Quote from: CRKrueger;471431I didn't have that problem, since I played with adults.  :D  The decker fucks up his part of the run, your Street Sam may as well go home.  In our games, people were hanging on every single Decking roll.
Word.

Silverlion

#91
Quote from: daniel_ream;471512This is why I love the Internet.  So many words, so little reading comprehension.


Seems like I'm spot on to what you said.  Paraphrased "Games as they are don't work, so they must be changed." Yet, they DO work for people. People handle the situation all the time of many PC's. Your average super team varies a bit but most of them hover around 4-5 "active" characters in a comic book story.   The X-men, the Avengers, Fantastic Four. Even the JLA's active in a story characters usually resolve around one core team or another.

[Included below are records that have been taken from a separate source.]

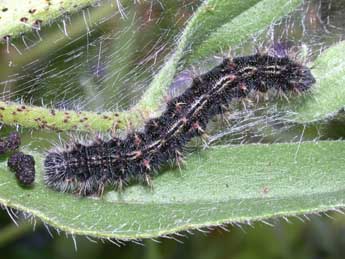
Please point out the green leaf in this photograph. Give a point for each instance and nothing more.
(240, 28)
(328, 95)
(234, 21)
(220, 185)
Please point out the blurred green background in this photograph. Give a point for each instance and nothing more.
(109, 68)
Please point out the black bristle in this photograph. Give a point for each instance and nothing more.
(87, 169)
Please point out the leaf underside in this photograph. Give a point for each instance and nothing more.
(220, 185)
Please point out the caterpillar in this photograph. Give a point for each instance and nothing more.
(88, 169)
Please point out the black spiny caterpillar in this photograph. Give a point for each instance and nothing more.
(87, 169)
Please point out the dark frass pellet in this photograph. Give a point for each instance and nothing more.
(23, 166)
(13, 141)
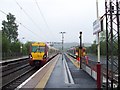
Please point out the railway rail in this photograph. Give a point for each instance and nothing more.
(16, 72)
(92, 64)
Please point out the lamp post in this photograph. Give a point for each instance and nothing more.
(21, 47)
(62, 41)
(80, 48)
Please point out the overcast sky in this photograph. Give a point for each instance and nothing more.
(44, 19)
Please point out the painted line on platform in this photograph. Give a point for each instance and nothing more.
(69, 74)
(66, 69)
(75, 62)
(65, 72)
(44, 80)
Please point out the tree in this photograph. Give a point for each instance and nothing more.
(10, 28)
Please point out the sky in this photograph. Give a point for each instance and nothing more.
(43, 20)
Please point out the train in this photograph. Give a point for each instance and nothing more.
(40, 53)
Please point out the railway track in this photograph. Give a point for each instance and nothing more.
(13, 74)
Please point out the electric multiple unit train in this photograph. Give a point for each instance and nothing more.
(40, 53)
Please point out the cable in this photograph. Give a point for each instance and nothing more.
(21, 24)
(42, 14)
(43, 17)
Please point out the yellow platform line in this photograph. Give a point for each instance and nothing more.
(75, 62)
(45, 78)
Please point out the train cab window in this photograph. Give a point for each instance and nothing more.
(38, 49)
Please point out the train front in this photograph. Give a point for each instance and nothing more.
(38, 54)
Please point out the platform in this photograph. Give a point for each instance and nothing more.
(77, 78)
(64, 74)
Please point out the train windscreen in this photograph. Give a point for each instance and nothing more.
(38, 49)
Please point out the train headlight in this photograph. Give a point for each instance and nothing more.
(30, 56)
(45, 56)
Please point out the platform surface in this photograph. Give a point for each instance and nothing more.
(80, 77)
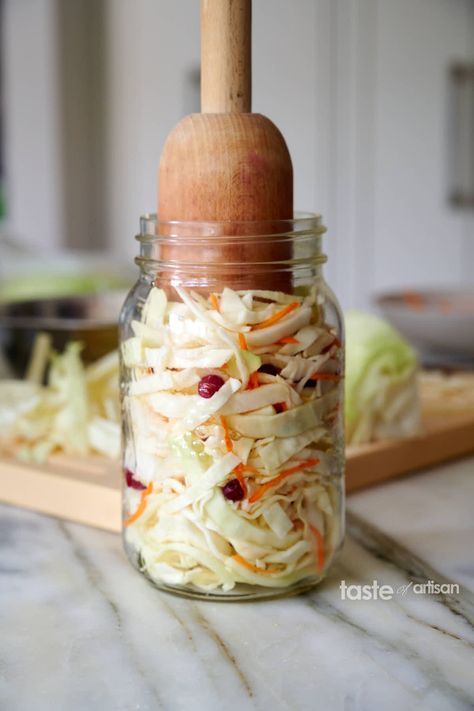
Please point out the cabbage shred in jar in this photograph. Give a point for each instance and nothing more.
(232, 410)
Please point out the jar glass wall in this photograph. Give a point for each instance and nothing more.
(231, 383)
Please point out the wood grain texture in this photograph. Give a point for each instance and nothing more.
(88, 490)
(232, 169)
(226, 56)
(226, 164)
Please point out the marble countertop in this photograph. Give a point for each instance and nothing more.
(82, 631)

I've even run games for larger groups. My preference is smaller groups, but I have run many (up to 20 people.) Kept them all entertained, with MSH.

There are problems, and I won't say their aren't, but most superteams won't be near that large, and I've manage standard size hero groups, with no problems using traditional games.

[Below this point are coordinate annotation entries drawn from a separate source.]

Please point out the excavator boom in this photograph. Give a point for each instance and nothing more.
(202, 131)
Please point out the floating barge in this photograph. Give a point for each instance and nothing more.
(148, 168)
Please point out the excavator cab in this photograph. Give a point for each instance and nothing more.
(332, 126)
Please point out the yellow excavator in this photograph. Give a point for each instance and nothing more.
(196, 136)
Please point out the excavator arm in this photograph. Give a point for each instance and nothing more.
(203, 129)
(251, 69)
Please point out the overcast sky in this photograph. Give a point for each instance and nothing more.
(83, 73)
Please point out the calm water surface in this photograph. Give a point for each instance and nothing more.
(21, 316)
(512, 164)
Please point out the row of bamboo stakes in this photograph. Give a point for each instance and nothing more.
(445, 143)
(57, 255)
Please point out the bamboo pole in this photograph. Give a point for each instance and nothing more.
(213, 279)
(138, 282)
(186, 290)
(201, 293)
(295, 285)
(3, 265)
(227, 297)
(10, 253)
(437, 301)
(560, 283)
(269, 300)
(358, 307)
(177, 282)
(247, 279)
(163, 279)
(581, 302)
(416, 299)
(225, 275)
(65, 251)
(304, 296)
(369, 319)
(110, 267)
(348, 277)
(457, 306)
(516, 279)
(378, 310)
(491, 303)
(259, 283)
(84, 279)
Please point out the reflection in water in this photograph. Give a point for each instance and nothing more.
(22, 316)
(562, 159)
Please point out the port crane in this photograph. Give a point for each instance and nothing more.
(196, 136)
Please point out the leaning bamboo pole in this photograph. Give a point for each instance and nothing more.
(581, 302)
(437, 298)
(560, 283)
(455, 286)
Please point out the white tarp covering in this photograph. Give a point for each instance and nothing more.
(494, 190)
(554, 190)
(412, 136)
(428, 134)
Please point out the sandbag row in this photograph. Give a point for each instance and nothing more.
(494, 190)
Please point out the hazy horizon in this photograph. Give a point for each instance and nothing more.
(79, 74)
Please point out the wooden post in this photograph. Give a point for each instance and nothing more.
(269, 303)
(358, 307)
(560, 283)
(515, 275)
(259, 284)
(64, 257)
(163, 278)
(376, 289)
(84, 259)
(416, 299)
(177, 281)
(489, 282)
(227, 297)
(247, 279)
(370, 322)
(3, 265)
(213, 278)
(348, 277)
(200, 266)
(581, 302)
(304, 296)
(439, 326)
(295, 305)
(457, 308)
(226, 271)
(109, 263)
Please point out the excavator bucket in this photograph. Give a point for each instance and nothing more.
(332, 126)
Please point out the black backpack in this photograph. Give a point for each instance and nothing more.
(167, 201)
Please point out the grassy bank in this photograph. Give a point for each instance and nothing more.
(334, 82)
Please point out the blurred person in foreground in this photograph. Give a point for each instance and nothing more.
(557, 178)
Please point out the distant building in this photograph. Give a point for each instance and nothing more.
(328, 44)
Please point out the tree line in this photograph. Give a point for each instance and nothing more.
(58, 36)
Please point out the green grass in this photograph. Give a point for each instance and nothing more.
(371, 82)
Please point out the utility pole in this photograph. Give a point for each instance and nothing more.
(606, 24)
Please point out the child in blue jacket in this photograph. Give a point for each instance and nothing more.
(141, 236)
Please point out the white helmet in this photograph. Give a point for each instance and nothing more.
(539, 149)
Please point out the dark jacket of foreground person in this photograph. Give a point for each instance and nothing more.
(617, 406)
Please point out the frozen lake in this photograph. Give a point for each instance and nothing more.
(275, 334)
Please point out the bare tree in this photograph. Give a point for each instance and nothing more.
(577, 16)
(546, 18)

How many superhero games have your run? How many have you played? How many are you running right now?
High Valor REVISED: A fantasy Dark Age RPG. Available NOW!
Hearts & Souls 2E Coming in 2019

pawsplay

I love superhero RPGs. You can set aside lots of the usual pettiness about balance and so forth and focus on doing interesting things, and other people doing interesting things to you. You can accomplish that in most games, but in many games you would have to leave behind a lot of rules subsystems. Not so with a good supers RPG. A good supers RPG is about getting weird, and is designed from the start for popping the top off your story. Even a character like Batman is so vastly capable that "ordinary" challenges could involve extraordinary solutions. I mean, if Batman decided the President of the USA really, truly needed to be kidnapped in order to save the world, you know he totally could.

The Traveller

Quote from: daniel_ream;471409By this point no one remembers, but this was my actual point: RPGs either need to give up on genre emulation as a goal or else change their logistics to suit the genre.
Only if you feel that genres need to be inescapably tied to the number of protagonists in them.

Which they clearly don't.

There's no particular reason why you couldn't produce perfectly palatable sci-fi, fantasy, whatever, using the criteria you outlined. Thus the genre is not dependent on them.
"These children are playing with dark and dangerous powers!"
"What else are you meant to do with dark and dangerous powers?"
A concise overview of GNS theory.
Quote from: that muppet vince baker on RPGsIf you care about character arcs or any, any, any lit 101 stuff, I\'d choose a different game.

Ghost Whistler

I love supers, but in an rpg they are the ultimate game of exceptions. Trying to create a single unified set of rules is always difficult because everything a superhero can do or would do is an exception.
"Ghost Whistler" is rated PG-13 (Parents strongly cautioned). Parental death, alien battles and annihilated worlds.